Coffee is a way of life.

Legend says that in the eighth century AD, an Ethiopian goatherd, Kaldi, discovered coffee. 

coffeeGoats tried a red berry which grew on the hillside. The animals became friskier and their owners noticed it and tried the berries too. Also the monks from that area tried them and they prayed that night with more energy than ever. Soon Africans made bars out of this bean. They also made wine and it was very popular.

In the tenth century coffee moved from the African continent to Arabia and for many centuries the white man couldn’t get it.

In less than three hundred years, coffee became an important part of the Arabian culture. Where Islam travelled, coffee went too and reached places like India, North Africa and the Eastern Mediterranean.

By 1600 AD, it was present in most palaces of the eastern world. But it was a secret how to make it into a brew. The bean was usually boiled so that it could not have been spread to other cultures and countries.

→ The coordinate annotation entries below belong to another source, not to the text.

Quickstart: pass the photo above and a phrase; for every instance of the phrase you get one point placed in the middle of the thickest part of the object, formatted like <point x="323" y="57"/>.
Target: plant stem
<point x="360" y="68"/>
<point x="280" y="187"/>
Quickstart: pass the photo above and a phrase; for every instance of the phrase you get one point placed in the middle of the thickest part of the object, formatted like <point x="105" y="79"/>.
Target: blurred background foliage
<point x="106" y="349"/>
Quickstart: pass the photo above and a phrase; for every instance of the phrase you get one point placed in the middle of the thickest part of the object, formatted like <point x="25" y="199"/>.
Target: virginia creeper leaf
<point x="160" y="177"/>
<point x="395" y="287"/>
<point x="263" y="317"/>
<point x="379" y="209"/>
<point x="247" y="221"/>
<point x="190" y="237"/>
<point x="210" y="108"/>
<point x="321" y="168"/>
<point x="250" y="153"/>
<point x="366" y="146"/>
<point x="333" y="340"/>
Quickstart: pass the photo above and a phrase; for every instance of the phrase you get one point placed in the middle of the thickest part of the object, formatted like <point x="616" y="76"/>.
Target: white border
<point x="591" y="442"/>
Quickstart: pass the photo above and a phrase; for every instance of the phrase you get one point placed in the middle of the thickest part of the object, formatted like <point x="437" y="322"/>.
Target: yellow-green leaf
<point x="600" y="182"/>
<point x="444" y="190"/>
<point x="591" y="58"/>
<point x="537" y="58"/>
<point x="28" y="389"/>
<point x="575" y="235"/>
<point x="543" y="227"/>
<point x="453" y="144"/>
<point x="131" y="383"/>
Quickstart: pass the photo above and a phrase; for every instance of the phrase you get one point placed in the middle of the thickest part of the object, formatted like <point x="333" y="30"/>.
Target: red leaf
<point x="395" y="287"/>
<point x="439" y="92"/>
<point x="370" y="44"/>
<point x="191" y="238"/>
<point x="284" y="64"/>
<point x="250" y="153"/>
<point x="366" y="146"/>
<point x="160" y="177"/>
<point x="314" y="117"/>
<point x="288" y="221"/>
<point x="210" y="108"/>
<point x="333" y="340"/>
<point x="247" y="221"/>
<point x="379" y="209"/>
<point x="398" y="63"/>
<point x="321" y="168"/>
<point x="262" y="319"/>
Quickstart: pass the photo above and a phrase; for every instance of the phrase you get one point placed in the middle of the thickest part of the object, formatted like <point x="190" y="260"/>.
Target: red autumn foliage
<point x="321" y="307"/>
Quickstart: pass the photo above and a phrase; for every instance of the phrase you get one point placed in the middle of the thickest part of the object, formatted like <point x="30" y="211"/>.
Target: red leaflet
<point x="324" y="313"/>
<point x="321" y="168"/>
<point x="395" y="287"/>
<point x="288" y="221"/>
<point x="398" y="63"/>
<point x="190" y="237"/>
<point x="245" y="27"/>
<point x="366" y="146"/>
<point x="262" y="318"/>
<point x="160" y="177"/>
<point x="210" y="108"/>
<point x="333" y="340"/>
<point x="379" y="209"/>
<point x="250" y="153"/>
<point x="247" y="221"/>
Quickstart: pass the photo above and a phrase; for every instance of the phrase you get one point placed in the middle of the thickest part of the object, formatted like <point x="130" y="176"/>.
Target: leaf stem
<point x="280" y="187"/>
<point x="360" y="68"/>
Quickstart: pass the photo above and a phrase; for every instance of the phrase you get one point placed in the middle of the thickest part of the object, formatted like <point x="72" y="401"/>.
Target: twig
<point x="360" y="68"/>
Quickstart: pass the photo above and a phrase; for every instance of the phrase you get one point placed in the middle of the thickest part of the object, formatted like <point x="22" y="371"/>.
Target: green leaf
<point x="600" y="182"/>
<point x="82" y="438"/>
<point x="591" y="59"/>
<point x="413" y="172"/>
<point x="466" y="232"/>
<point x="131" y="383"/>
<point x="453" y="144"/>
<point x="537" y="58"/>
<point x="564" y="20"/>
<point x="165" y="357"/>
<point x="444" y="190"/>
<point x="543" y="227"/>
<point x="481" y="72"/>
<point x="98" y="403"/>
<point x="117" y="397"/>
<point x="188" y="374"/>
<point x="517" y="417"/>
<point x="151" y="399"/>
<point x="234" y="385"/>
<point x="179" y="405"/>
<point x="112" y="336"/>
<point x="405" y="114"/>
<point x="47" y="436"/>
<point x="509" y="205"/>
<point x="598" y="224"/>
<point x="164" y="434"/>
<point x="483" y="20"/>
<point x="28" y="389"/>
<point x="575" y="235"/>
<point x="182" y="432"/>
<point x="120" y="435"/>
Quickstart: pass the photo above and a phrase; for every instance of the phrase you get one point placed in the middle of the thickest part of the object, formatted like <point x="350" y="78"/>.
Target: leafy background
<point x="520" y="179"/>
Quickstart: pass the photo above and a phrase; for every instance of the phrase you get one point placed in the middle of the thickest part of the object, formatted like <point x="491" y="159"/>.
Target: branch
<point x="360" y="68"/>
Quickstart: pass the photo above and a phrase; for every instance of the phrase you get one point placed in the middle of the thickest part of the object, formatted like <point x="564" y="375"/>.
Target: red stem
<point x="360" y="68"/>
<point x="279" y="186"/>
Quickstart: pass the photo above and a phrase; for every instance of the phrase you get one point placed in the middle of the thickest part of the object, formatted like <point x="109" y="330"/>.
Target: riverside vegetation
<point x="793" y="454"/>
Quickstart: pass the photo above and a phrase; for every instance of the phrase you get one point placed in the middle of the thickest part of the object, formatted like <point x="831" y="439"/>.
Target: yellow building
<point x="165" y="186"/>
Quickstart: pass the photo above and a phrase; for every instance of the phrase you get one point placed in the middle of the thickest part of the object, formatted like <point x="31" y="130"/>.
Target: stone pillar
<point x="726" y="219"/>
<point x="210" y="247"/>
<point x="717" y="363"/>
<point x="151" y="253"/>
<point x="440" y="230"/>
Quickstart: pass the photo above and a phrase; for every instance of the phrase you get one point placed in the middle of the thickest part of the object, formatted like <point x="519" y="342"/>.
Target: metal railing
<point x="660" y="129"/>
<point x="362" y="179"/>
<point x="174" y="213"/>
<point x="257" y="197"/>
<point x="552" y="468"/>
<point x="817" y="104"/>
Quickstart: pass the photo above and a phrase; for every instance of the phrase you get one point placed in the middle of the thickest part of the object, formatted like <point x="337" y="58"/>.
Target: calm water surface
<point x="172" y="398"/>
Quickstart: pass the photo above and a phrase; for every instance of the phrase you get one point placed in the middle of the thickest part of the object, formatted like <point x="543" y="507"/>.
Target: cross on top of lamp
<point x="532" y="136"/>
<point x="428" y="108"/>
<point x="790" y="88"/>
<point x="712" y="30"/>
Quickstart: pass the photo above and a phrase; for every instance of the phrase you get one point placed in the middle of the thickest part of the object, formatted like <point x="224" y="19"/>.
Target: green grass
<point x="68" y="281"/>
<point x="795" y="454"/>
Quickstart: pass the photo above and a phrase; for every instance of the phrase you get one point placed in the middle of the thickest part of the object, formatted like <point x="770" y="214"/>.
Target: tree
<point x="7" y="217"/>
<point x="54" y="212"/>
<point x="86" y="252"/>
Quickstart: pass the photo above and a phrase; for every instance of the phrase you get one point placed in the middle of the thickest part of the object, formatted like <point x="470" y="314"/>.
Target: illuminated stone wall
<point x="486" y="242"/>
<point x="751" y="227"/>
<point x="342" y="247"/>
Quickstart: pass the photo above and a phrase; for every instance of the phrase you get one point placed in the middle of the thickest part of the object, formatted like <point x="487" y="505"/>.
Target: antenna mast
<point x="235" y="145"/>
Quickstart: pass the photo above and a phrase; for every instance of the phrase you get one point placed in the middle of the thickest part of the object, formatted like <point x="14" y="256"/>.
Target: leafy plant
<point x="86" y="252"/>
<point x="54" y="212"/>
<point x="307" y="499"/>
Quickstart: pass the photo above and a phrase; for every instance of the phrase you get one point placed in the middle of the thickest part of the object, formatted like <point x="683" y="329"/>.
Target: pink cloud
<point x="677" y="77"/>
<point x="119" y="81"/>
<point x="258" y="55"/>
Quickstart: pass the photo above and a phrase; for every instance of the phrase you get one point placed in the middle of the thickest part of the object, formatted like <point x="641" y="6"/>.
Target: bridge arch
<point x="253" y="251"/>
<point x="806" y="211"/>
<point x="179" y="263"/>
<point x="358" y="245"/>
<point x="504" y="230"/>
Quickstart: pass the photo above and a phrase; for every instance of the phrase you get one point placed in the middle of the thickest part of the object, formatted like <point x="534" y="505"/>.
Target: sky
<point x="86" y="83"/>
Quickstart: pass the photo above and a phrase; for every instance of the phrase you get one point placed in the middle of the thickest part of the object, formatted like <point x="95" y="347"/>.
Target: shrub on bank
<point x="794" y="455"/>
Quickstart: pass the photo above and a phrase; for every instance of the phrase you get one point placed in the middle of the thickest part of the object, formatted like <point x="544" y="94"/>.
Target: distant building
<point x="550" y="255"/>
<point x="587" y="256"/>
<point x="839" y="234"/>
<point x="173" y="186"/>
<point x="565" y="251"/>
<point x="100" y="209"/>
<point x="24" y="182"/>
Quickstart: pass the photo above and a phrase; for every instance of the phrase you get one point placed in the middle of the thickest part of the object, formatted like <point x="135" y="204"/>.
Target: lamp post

An Indian pilgrim, Baba Budan, brought beans that could be planted to Mecca around 1615. So it spread from Asia to plantations all over the world.

The Dutch were the first to grow a coffee plant in European soil. It made them the first coffee businessmen.

In 1714, Louis XIV received a coffee plant for the royal Botanical Garden in Paris. Several years later, a young naval officer, Gabriel Mathieu de Clieu, wanted a clipping of the plant but was denied. However, he stole what he wanted and took it with him to Martinique and he planted it. From there, coffee spread all over Latin America.